Ed Balls MP, Labour’s Shadow Chancellor, in response to George Osborne’s interview on the Today programme and the IMF’s Article IV statement published at a Treasury press conference today, said:
“Nobody will be surprised that the IMF has decided to re-affirm its backing for the Government’s policies at this very sensitive time. But the Chancellor should not take too much comfort from the report he launched at a Treasury press conference.
“The IMF has warned that there are significant risks to inflation, growth and unemployment. And they have downgraded their forecast for economic growth this year to just 1.5 per cent – compared to the 2.5 per cent it was predicting before the new government came to power.
“In these circumstances the cautious approach for George Osborne to take, and for the IMF to recommend, would be the one advocated by the deputy secretary-general of the OECD, who said only last month the pace of the cuts should be reconsidered if things turn out to be weaker than expected.
“It says it all about George Osborne that he hails an IMF forecast that implies rising unemployment and predicts slower growth. His complacency about the state of the economy is concerning. Of the over 415,000 jobs George Osborne boasts have been created in the last year, only 15 per cent of them have been since his spending review. Instead of attacking the media for reporting what’s happening in the real world, he should be asking himself why the economy has flatlined since his spending review and VAT rise.
“But he was right about one thing – the assumption that there’s a binary choice between not cutting at all and this government’s plan is indeed a false one. Of course there need to be cuts and tax rises to get the deficit down, but by going too far and too fast George Osborne risks getting us into a vicious circle.
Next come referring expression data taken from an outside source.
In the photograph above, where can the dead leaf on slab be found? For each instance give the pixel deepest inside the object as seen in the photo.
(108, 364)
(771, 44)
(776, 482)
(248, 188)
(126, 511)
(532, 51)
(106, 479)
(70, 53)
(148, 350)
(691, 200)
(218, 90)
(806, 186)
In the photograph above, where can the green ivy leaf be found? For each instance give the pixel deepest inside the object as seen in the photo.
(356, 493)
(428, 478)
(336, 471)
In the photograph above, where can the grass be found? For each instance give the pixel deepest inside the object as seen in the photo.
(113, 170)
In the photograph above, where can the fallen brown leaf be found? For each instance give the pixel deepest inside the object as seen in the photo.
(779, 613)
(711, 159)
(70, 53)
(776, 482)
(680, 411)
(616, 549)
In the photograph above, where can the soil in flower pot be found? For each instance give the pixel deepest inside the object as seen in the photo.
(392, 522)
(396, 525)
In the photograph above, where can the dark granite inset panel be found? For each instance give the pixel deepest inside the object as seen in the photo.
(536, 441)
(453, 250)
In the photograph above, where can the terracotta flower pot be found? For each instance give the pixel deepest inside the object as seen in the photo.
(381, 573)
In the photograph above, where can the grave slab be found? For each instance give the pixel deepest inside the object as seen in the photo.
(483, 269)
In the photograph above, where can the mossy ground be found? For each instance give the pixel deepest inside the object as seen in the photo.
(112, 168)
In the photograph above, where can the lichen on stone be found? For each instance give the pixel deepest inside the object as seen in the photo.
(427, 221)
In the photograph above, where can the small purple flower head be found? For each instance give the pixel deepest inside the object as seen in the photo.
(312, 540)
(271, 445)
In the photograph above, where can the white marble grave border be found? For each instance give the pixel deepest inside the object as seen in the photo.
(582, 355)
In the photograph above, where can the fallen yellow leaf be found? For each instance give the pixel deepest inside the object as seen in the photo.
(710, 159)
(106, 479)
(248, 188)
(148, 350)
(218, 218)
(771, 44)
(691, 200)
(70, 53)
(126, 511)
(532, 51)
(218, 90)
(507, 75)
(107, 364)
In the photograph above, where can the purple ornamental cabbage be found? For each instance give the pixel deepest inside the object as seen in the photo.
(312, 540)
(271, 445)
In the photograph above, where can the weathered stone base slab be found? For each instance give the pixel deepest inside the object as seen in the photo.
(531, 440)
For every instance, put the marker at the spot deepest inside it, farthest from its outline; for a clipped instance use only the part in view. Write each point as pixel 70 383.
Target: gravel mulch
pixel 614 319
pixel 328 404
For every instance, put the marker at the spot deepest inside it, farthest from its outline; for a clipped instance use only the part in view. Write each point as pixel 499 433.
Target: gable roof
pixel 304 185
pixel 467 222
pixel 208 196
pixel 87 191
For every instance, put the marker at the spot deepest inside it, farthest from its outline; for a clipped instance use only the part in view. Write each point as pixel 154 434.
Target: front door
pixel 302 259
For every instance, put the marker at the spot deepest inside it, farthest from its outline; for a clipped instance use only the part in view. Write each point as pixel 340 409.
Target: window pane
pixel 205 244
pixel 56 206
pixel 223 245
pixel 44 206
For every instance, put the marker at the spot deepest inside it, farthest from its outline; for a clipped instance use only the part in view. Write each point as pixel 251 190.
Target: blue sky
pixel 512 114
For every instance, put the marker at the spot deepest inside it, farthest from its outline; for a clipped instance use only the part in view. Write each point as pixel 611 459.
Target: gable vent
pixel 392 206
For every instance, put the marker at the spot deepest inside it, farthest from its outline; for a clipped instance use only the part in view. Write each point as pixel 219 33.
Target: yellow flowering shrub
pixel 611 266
The slower growth, higher inflation and higher unemployment now being forecast mean the government is now set to borrow £46 billion more than they had planned.
“However much George Osborne and the IMF hope this is just a temporary blip, the cautious thing to do is not to wait and see and hope for the best, but get a plan B now. We need a balanced deficit plan that puts jobs and growth first, not a rash and extreme plan that increasingly looks like it isn’t working.”